Tu chiamale, se vuoi, e-mozioni

Negli ultimi giorni, in tanti si sono iscritti al Pd. Insolazioni, direte. Colpi di testa. Di tessera. Mancano poche ore. Passate queste, solo chi sarà iscritto potrà indicare il futuro segretario. Segno che, quando le cose si muovono (o almeno così sembra), una speranzosa risposta arriva. Tanta gente mi dimostra che c’è. Ognuno con la sua opinione, come alla vigilia dei Mondiali di calcio. C’è quello che dà la squadra Franceschini vincitrice sicura.

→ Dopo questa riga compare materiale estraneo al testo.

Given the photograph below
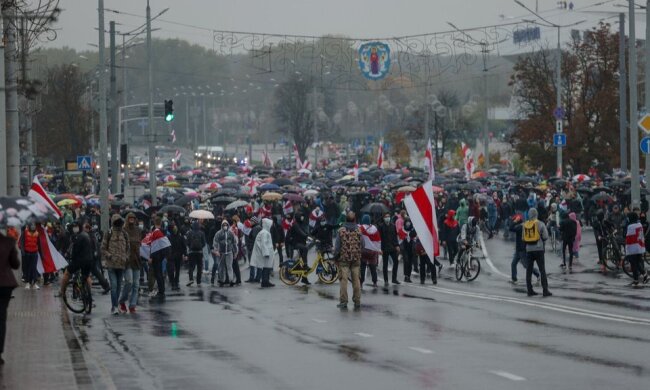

Quello che «Bersani è rimasto all’Ulivo del ’96» e quello che «Bersani è emiliano, è il più simpatico» (non è che c’è troppa simpatia in giro?); e quell’altro che si esalta per la terza via, nelle mani (e nei bisturi) del Dr. Ignazio Marino. Tu, chiamale, se vuoi, e-mozioni. Io, chiunque ciascuno decida di appoggiare e qualunque cosa accadrà, mi auguro solo una cosa: che il Pd-che-verrà non si dimentichi di queste persone. Le cose vanno più o meno così: nel partito si preparano gli assetti futuri (ovviamente bisticciando); la stampa strilla i suoi titoloni; l’elettore addormentato vede che qualcosa succede e si risveglia. È un loop giornalistico-politichese inevitabile, anche se non fa troppo bene. Ma quelli che si iscrivono oggi ci credono davvero. E sono (anche) quelli che domani chiederanno al loro partito, che so, una politica chiara sul lavoro, la possibilità di accedere più facilmente a un mutuo o a un affitto, una migliore qualità dell’ambiente in cui vivono, la tutela dei loro diritti, la detassasazione dell’Iva o gli ammortizzatori sociali. Cose quotidiane da cui – detta alla Alberoni (c’è ancora, sul Corriere del lunedì?) – partono le emozioni. Le mozioni, da sole, non bastano.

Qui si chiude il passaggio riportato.